The Joes’ original Hostile Environment specialist hails from the second great improvement year in the line–1985, when Hasbro added neck ball articulation. In 1983, when they introduced a bicep swivel, it was emblazoned on the packaging as “Swivel-Arm Battle Grip.” I don’t know why they didn’t use they same kind of ballyhoo for the neck ball. I think “Head-Nod Battle Pivot” could have worked. Anyway, this year not only introduced the ball joint neck but also built upon the 1984 series inclusion of more detailed and varied accessories. Check out the easily lost (or easily swallowed, sucked up the nose, etc etc) tiny black hose that hooks up to his backpack.

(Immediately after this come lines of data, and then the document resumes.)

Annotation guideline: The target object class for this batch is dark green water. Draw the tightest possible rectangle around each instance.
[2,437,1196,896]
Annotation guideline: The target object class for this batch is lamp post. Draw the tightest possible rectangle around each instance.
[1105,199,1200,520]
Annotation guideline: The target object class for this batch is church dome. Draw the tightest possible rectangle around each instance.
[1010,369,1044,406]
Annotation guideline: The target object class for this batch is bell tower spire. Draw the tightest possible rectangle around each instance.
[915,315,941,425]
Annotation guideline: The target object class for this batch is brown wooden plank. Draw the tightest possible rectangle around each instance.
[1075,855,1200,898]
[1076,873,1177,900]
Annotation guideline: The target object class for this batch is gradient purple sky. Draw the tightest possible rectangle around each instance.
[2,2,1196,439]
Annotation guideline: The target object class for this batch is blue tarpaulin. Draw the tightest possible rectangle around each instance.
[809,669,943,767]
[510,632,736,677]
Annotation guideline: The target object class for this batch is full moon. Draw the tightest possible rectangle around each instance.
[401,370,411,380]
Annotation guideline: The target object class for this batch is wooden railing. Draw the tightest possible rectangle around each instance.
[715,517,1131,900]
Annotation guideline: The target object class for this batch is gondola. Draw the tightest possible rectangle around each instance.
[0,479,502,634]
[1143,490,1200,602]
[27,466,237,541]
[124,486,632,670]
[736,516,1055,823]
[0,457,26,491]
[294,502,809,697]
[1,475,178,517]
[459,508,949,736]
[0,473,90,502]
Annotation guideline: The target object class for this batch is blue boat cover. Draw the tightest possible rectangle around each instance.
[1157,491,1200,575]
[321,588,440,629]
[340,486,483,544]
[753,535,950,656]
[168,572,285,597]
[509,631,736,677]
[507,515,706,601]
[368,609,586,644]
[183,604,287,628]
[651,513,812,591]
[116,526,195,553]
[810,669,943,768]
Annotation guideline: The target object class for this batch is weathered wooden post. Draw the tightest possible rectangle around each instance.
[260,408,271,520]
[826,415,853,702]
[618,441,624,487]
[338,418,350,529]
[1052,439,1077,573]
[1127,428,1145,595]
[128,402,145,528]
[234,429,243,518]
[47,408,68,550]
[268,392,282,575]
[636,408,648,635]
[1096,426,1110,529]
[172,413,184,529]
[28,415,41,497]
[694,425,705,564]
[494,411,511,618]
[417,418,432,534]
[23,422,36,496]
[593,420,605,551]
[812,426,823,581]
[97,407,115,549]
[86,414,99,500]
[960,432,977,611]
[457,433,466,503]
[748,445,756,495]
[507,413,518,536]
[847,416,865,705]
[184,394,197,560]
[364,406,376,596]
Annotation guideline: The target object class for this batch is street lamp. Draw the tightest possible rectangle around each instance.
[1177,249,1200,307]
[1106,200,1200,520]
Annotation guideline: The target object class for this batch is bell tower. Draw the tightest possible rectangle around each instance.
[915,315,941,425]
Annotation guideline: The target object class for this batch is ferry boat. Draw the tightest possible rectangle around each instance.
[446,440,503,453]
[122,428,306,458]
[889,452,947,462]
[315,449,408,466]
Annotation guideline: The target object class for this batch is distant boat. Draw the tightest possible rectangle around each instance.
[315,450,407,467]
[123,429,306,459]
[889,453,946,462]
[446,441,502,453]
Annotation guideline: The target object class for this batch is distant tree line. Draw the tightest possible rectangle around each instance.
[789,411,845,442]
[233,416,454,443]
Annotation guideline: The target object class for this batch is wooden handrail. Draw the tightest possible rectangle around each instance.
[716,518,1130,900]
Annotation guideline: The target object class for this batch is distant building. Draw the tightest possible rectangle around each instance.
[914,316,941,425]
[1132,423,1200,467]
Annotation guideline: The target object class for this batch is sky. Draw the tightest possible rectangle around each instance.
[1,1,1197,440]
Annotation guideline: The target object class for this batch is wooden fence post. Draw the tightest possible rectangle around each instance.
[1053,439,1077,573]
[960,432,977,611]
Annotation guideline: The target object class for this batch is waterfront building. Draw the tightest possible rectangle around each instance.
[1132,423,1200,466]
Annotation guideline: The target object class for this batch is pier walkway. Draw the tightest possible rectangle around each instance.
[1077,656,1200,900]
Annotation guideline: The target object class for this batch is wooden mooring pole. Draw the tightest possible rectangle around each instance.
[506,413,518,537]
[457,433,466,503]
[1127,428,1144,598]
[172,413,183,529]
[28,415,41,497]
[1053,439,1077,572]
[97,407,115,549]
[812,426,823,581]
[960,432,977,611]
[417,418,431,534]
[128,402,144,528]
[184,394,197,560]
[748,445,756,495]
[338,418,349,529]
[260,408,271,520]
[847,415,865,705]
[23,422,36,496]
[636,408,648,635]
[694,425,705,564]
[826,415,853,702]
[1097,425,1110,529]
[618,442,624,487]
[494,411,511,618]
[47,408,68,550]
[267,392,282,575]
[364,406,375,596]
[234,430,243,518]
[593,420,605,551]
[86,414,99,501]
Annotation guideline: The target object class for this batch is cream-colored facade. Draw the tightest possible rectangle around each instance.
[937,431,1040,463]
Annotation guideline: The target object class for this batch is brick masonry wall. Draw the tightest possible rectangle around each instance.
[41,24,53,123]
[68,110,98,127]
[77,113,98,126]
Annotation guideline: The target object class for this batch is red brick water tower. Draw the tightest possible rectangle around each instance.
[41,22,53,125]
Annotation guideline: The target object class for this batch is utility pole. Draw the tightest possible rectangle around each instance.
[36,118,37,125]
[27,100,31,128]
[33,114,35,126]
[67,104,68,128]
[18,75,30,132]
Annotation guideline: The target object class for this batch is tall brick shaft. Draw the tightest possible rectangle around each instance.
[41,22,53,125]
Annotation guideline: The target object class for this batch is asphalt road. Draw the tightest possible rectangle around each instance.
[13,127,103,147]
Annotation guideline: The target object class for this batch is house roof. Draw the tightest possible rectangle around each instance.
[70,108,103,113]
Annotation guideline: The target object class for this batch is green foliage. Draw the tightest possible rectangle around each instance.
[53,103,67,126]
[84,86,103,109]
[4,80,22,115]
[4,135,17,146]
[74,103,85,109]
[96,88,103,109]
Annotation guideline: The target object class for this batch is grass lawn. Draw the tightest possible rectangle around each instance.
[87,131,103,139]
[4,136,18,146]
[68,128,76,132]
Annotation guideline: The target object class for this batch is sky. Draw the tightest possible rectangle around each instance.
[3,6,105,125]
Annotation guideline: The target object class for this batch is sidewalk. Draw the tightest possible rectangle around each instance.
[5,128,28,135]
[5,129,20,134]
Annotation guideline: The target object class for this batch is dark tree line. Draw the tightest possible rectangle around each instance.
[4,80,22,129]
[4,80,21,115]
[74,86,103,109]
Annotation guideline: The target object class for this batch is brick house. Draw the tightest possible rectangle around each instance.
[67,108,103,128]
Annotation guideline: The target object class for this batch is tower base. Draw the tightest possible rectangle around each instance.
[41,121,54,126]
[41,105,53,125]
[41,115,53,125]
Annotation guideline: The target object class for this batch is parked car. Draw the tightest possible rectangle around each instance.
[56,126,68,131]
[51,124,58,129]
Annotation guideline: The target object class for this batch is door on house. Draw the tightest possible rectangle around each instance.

Airtight also stands out to me as one of the first weird-ass figures. His file card epitomizes the characterizations that Larry Hama injected into the line with just a few short sentences: Airtight was…”the kid who could hold his breath the longest. He was also the kid with the largest collection of plastic dinosaurs on the block. He was a weird kid who grew up to be an even stranger adult. It takes a mighty weird person to walk into a cloud of toxic gas strong enough to fell a mutant weight-lifter cockroach wearing a protective suit built under contract for the government by the lowest bidder.”
The inclusion of out of the ordinary figures like Airtight is part of what I’ve always found fascinating about GI Joe. Sure, there are plenty of traditional military types in olive drab and camouflage toting M-16s and the like. But then there’s also the dude rockin’ a bright yellow hazmat suit and vacuum cleaner rifle.